Video Formula 1, highlights Gp Azerbaigian 2018 Baku: Hamilton vince una gara pazza e balza al comando della classifica Piloti. Secondo Raikkonen, beffato Bottas, disastro Red Bull

lewis hamilton festa formula 1
Formula 1 streaming video, Gp Ungheria 2019 (Foto LaPresse)

Lewis Hamilton ha vinto il Gran Premio d’Azerbaigian 2018 di Formula 1 disputato ieri sul circuito cittadino di Baku, una gara ricca di colpi di scena fino agli ultimi giri. Una vittoria piuttosto fortuita per il pilota britannico della Mercedes, come egli stesso ha onestamente ammesso nelle interviste dopo il traguardo. Podio imprevedibile con Kimi Raikkonen e Sergio Perez, beffato Valtteri Bottas costretto al ritiro quando era al comando a causa della foratura di una gomma mentre Sebastian Vettel ha chiuso al quarto posto dopo avere sbagliato completamente l’attacco allo stesso Bottas al momento della ripartenza dopo la Safety Car entrata in pista a causa dell’incidente fra le due Red Bull di Daniel Ricciardo e Max Verstappen, senza dubbio il momento più importante del Gran Premio. Grandi novità in classifica: fra i piloti Hamilton scavalca Vettel al primo posto, ma fra i Costruttori è la Ferrari a togliere il primato alla Mercedes.

GP AZERBAIGIAN 2018: LA CRONACA DELLA CORSA

In partenza nulla cambia nelle primissime posizioni, con Vettel che conserva il primo posto conquistato grazie alla pole position davanti alle due Mercedes, Raikkonen si tocca invece con Ocon ed è costretto ad entrare ai box per cambiare l’ala anteriore, ritrovandosi nelle retrovie (sarà anche messo sotto investigazione, ma non riceverà alcuna penalità). Ai box anche Alonso che nelle fasi convulse dell’inizio gara si tocca con Sirotkin. Quando la Safety Car si fa da parte, ottima ripartenza del tedesco della Ferrari, che conserva il primato.
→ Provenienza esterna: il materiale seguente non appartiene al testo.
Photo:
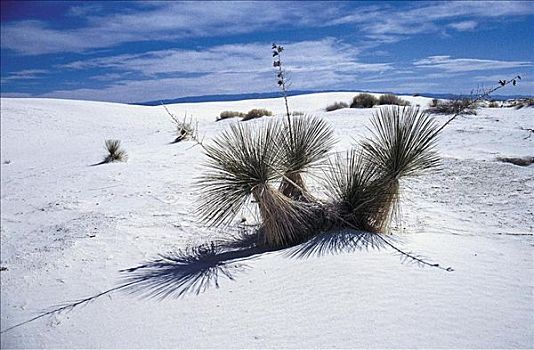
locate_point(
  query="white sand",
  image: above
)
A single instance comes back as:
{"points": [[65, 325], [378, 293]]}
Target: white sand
{"points": [[67, 228]]}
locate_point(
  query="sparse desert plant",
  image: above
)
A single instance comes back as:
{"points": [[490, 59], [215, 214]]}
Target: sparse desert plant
{"points": [[520, 161], [230, 114], [256, 113], [185, 129], [115, 152], [390, 99], [243, 163], [455, 106], [364, 101], [402, 145], [304, 143], [336, 105], [521, 103], [281, 74]]}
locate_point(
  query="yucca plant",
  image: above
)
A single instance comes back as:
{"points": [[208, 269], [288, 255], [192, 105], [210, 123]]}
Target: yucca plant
{"points": [[304, 143], [402, 145], [357, 190], [243, 162], [115, 152]]}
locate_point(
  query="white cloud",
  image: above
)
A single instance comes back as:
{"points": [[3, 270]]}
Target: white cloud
{"points": [[380, 23], [26, 74], [464, 25], [452, 65], [158, 21], [305, 57], [162, 74]]}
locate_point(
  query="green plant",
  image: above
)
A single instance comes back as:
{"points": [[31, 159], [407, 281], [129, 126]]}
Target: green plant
{"points": [[230, 114], [312, 140], [364, 101], [389, 99], [336, 105], [243, 163], [256, 113], [115, 152], [184, 128], [455, 106]]}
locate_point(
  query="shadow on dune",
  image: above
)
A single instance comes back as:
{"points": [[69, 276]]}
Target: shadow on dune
{"points": [[194, 270]]}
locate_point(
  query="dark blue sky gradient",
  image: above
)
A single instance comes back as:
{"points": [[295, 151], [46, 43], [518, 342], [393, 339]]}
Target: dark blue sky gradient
{"points": [[136, 51]]}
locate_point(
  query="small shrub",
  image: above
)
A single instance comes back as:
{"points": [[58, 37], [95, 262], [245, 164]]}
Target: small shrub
{"points": [[457, 106], [336, 105], [230, 114], [364, 101], [116, 153], [184, 128], [524, 161], [526, 102], [389, 99], [256, 113]]}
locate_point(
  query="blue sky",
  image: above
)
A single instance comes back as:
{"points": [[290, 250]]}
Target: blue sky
{"points": [[141, 51]]}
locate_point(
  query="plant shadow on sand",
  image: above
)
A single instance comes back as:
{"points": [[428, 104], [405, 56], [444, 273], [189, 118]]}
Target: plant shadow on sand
{"points": [[194, 270]]}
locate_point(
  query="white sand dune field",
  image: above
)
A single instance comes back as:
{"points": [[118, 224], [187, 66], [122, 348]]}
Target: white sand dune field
{"points": [[68, 228]]}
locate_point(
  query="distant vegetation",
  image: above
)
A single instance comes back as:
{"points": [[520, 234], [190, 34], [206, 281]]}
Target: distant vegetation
{"points": [[336, 105], [256, 113], [230, 114], [526, 102], [521, 161], [364, 101], [185, 129], [463, 106], [390, 99], [115, 152]]}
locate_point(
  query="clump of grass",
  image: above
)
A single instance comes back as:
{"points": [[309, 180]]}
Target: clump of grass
{"points": [[310, 139], [390, 99], [246, 163], [364, 101], [185, 129], [521, 103], [456, 106], [402, 145], [520, 161], [115, 152], [256, 113], [230, 114], [336, 105], [243, 163]]}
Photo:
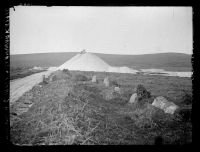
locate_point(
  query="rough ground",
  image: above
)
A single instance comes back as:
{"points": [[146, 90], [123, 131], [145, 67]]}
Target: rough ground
{"points": [[73, 110]]}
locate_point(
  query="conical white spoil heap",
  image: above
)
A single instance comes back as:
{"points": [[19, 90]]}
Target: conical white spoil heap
{"points": [[85, 62]]}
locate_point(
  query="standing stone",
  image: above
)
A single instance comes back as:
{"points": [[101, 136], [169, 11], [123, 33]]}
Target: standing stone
{"points": [[106, 82], [51, 78], [162, 103], [43, 78], [133, 98], [94, 79], [142, 93]]}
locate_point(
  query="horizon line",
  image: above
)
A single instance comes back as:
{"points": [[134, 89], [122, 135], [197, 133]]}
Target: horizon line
{"points": [[103, 53]]}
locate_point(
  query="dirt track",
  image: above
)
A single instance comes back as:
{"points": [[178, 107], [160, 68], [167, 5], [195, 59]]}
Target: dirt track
{"points": [[20, 86]]}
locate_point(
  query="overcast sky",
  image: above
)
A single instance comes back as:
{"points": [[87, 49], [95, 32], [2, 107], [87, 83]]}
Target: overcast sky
{"points": [[112, 30]]}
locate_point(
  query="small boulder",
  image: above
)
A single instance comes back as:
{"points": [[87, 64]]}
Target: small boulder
{"points": [[162, 103], [94, 79], [106, 81], [142, 93], [117, 89], [133, 98]]}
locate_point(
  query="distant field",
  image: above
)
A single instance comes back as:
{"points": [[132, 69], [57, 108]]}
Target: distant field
{"points": [[16, 73], [166, 61]]}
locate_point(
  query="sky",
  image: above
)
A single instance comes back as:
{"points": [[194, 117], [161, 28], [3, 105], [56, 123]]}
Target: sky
{"points": [[109, 30]]}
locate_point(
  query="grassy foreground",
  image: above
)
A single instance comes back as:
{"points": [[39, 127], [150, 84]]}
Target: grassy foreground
{"points": [[73, 110]]}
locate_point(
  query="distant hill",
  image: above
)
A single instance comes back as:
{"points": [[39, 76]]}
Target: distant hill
{"points": [[167, 61]]}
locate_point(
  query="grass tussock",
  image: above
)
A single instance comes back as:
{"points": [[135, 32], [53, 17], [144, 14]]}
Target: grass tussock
{"points": [[73, 110]]}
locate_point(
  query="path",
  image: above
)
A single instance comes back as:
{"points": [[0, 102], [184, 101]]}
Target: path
{"points": [[20, 86]]}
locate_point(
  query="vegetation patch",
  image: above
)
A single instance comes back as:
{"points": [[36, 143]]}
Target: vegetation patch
{"points": [[72, 110]]}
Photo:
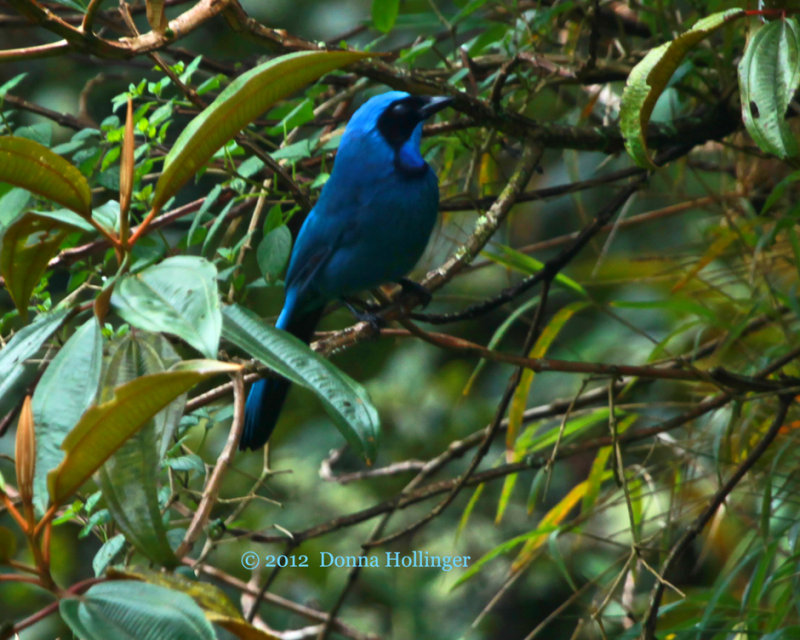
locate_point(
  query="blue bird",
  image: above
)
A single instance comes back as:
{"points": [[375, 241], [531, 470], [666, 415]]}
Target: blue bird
{"points": [[370, 226]]}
In casa Red Bull comincia una battaglia fra Ricciardo e Verstappen che avrà infine conseguenze nefaste per le ‘lattine’. In quella fase sono ottime protagoniste le due Renault, ma Hulkenberg tocca il muretto danneggiando una gomma, cosa che lo costringe al ritiro già al decimo giro. Inizia il balletto dei pit stop, il primo ad entrare ai box è Hamilton che a causa di un errore degrada troppo rapidamente le gomme ed è costretto ad un pit-stop probabilmente anticipato rispetto al previsto, mentre Verstappen e Ricciardo perdono tempo battagliando tra di loro. Qualche giro dopo si ferma anche Vettel, che torna in pista fra le due Mercedes: primo posto dunque per Bottas, che a differenza del compagno di squadra riesce a gestire in modo splendido le gomme, tanto che non è ancora rientrato ai box al momento del patatrac Red Bull.
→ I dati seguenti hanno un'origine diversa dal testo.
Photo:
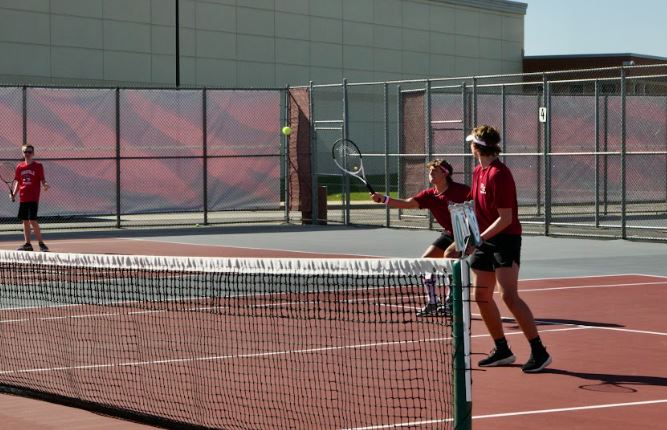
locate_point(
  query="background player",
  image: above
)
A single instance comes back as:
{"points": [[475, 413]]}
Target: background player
{"points": [[436, 199], [28, 180]]}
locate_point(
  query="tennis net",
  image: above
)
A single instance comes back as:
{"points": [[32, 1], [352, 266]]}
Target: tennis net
{"points": [[186, 342]]}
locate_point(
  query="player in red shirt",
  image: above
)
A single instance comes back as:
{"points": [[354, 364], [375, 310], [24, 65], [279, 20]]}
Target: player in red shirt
{"points": [[436, 199], [28, 179], [497, 261]]}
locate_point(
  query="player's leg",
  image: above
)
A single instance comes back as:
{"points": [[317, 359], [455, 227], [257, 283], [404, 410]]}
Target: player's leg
{"points": [[507, 260], [483, 279], [23, 216], [435, 250], [508, 278], [34, 223]]}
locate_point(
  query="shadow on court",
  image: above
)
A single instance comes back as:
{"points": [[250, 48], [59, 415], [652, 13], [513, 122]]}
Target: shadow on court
{"points": [[610, 382]]}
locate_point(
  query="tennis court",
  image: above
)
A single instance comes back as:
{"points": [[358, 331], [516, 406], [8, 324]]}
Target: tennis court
{"points": [[598, 305]]}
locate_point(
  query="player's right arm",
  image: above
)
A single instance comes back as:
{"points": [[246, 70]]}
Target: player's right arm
{"points": [[395, 203]]}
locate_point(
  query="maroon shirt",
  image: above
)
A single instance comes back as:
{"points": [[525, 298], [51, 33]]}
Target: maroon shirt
{"points": [[493, 188], [29, 177], [438, 203]]}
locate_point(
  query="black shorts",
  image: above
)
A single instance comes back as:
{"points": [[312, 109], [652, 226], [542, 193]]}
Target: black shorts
{"points": [[28, 211], [443, 241], [501, 250]]}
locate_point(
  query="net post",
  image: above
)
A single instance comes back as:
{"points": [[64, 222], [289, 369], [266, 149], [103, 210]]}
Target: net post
{"points": [[461, 339]]}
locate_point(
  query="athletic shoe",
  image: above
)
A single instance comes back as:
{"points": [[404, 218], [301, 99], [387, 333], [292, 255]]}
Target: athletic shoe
{"points": [[25, 247], [430, 310], [537, 362], [446, 308], [497, 358]]}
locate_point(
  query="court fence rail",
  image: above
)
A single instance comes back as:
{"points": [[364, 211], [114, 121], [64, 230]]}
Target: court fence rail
{"points": [[587, 148]]}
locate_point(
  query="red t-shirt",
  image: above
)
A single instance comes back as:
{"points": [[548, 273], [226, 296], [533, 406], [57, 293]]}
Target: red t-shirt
{"points": [[29, 177], [438, 203], [494, 188]]}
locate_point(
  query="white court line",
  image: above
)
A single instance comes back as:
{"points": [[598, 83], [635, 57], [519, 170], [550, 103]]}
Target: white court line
{"points": [[576, 287], [584, 326], [516, 414], [592, 276]]}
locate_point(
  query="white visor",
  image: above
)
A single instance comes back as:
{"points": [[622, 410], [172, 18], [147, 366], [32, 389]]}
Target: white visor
{"points": [[475, 139]]}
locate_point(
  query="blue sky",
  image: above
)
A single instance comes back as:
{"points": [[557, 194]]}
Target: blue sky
{"points": [[555, 27]]}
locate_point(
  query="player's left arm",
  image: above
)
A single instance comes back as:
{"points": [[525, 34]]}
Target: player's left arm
{"points": [[501, 223]]}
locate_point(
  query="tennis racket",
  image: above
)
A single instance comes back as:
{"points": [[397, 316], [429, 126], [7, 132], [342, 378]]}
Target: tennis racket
{"points": [[7, 171], [348, 158]]}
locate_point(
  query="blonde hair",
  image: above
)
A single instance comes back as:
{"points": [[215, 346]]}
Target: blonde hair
{"points": [[490, 136], [443, 165]]}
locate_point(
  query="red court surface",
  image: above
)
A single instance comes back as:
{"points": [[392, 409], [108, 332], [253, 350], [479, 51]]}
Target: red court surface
{"points": [[607, 335]]}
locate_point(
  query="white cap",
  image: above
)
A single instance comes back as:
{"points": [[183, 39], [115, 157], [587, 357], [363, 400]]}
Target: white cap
{"points": [[472, 138]]}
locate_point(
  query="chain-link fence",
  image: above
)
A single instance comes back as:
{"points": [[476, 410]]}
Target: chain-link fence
{"points": [[588, 148], [123, 157]]}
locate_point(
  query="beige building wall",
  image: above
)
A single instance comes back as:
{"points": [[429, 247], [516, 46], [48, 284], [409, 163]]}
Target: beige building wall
{"points": [[256, 43]]}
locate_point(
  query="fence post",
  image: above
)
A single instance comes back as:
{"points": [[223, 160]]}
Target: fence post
{"points": [[465, 107], [540, 136], [24, 94], [503, 122], [399, 132], [118, 208], [285, 140], [346, 179], [313, 158], [428, 125], [547, 160], [385, 94], [205, 155], [623, 158], [597, 155]]}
L’INCIDENTE RED BULL E IL CONVULSO FINALE

Tra il 38° e il 39° entrano ai box le due Red Bull, all’uscita Ricciardo è dietro all’olandese, cerca il sorpasso, Verstappen si difende cambiando forse una volta di troppo la traiettoria, Ricciardo perde il controllo e in pieno rettilineo tampona il compagno di squadra. Per entrambi gara naturalmente finita, la Fia infliggerà una reprimenda ad entrambi ma probabilmente la peggiore lavata di capo Ricciardo e Verstappen la riceveranno da Chris Horner ed Helmut Marko. Inevitabile la Safety Car: Bottas, Vettel ed Hamilton rientrano tutti ai box per montare le gomme più morbide e i tre rientrano in pista nello stesso ordine, vanificando il vantaggio del tedesco della Ferrari, che era virtualmente davanti a Bottas, che avrebbe dovuto in ogni caso effettuare la propria sosta. La Safety Car resta in pista per molti giri, anche perché Romain Grosjean commette un errore da principiante e va a schiantarsi contro il muro mentre scalda le gomme. Alla ripartenza Vettel prova il sorpasso alla prima curva su Bottas, ma sbaglia la frenata, va lungo e viene sorpassato prima da Hamilton e Raikkonen, poi persino da Perez. Bottas è primo e a quel punto vicinissimo a una vittoria anche meritata, ma scoppia la gomma posteriore sinistra sulla Mercedes del finlandese, vittima di un detrito rimasto in pista nonostante il tanto tempo con la Safety Car in pista (commissari non proprio a livello Montecarlo…). Così la vittoria finisce ad un Hamilton più fortunato che bravo, secondo posto incredibilmente per Raikkonen, terzo gradino per Perez e medaglia di legno per Vettel. Menzione d’onore per il quinto posto di Carlos Sainz ma soprattutto per l’eccellente sesto posto di Charles Leclerc con la Sauber; a punti anche Fernando Alonso, Lance Stroll, Stoffel Vandoorne e Brendon Hartley.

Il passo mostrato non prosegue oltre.